Ma cosa significa morire se non si crede in Dio, o nell’immortalità dell’anima? Lucky se lo chiede forse per la prima ma anche ultima volta, e le risposte le cerca nel mondo che gli appartiene, fra i due bar in cui sono racchiuse tutte le sue relazioni umane; luoghi sospesi nel tempo i cui avventori sono figure quasi irreali, oniriche, paradigmi dell’esistenza umana, spettri forse partoriti da una mente, magari quella dello stesso Lucky, che colpito dalla definizione di uno dei suoi tanti cruciverba ripete costantemente: “realismo è accettare una cosa per quella che è, ma quello che vedo io non è quello che vedi tu”. Ed è proprio nell’oscurità del bar che Lucky frequenta la sera che fa la sua comparsa David Lynch, nei panni di un amico di Lucky che ha perso la sua tartaruga, President Roosevelt. Quello di Lynch è un personaggio che pare rubato agli scenari nebbiosi dei suoi film, in bilico fra vita la reale e quella immaginata. Lucky osserva lui come tutti gli altri nel tentativo di trovare una soluzione che non gli faccia sembrare inutile l’esistenza rispetto a quello che inevitabilmente gli accadrà: “Un giorno la la morte spazzerà via tutto” e allora cosa succederà? Magari sarà semplicemente la conquista di una nuova libertà, come per President Roosevelt, che ha attraversato il cancello senza sapere cosa ci fosse al di là. 

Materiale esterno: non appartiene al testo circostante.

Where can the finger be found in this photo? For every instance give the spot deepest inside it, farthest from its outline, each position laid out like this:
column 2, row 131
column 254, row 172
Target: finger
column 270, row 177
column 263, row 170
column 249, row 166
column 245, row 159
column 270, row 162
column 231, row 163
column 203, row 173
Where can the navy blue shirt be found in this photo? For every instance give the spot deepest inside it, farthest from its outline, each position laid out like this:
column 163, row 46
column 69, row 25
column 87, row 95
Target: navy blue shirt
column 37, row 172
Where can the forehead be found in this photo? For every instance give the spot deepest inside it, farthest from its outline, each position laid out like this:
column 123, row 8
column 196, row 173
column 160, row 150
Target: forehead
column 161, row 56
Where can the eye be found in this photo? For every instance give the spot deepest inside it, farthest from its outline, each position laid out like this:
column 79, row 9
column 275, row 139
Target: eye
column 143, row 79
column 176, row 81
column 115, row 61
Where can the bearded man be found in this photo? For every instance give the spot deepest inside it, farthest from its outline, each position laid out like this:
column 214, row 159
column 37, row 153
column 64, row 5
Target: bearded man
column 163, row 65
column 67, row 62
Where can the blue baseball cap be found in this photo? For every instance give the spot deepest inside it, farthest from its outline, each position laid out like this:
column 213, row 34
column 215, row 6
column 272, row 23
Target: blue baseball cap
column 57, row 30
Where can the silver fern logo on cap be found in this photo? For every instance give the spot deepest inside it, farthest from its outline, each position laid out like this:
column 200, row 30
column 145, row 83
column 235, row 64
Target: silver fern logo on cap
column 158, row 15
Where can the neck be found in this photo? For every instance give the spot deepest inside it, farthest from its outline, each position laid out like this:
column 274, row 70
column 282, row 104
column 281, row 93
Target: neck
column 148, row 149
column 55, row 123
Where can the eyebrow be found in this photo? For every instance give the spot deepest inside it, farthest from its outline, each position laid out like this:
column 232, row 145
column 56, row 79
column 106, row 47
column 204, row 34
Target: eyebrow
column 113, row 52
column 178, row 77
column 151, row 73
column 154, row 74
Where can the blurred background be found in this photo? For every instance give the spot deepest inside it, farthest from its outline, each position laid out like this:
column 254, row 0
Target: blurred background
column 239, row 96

È un’interpretazione questa che piace molto anche agli sceneggiatori Logan Sparks e Drago Sumonja. “la tartaruga fa parte, in fondo, della risposta che si dà Lucky rispetto alla morte - sottolinea Sparks - lui non cambia idea per disperazione, rimane fedele a quel cinismo buono che lo ha accompagnato per tutta la vita, quella che muta è la sua posizione. La tartaruga e il cactus sono, in questo film, gli elementi più duraturi. Volevamo rappresentassero quasi l’eternità, come una pietra o un fossile; ma anche gli elementi della natura si trasformano, solo che il processo è più lento”. Come a dire che sembra impossibile che una tartaruga riesca a scappare ma invece poi capita? “Certo – dice il regista – l’eternità è un’illusione, niente rimane fermo e il finale ce lo spiega in fondo”. 

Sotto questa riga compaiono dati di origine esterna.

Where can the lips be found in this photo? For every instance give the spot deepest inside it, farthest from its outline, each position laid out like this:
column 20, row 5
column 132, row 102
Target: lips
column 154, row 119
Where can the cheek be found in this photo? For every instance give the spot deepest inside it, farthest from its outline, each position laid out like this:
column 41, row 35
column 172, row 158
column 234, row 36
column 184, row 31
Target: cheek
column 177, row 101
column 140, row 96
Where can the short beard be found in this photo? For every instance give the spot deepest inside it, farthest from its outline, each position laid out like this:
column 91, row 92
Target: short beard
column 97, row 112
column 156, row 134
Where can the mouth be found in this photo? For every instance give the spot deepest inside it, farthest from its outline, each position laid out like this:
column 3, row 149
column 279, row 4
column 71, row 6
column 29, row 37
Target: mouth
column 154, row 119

Carrol Lynch racconta inoltre che il cast del film si è quasi formato da solo quando si è saputo che il protagonista sarebbe stato Stanton. Lo stesso David Lynch ha messo da parte tutti gli impegni lavorativi per poter recitare al suo fianco “è un film che solo Harry Dean Stanton avrebbe potuto interpretare… perché racchiude la sua vita, è un omaggio alla sua arte ma anche al suo modo di vivere. La sceneggiatura e i dialoghi sono tutti pensati con lui, sono ricchi di momenti in cui il personaggio coincide con la persona, come quelli in cui canta o quando sorride e guarda in macchina, verso il finale: quello è proprio un momento rubato. Stavamo camminando nel deserto e lui si è girato e ci ha disarmati con quel sorriso, che, lo abbiamo capito subito, era anche quello di Lucky”. Ma Harry Dean Stanton invece? Ha accettato subito o ha avuto dei dubbi? “Abbiamo dovuto convincerlo: Harry è un maestro zen, dice sempre: Mi piace non fare niente e poi riposarmi”.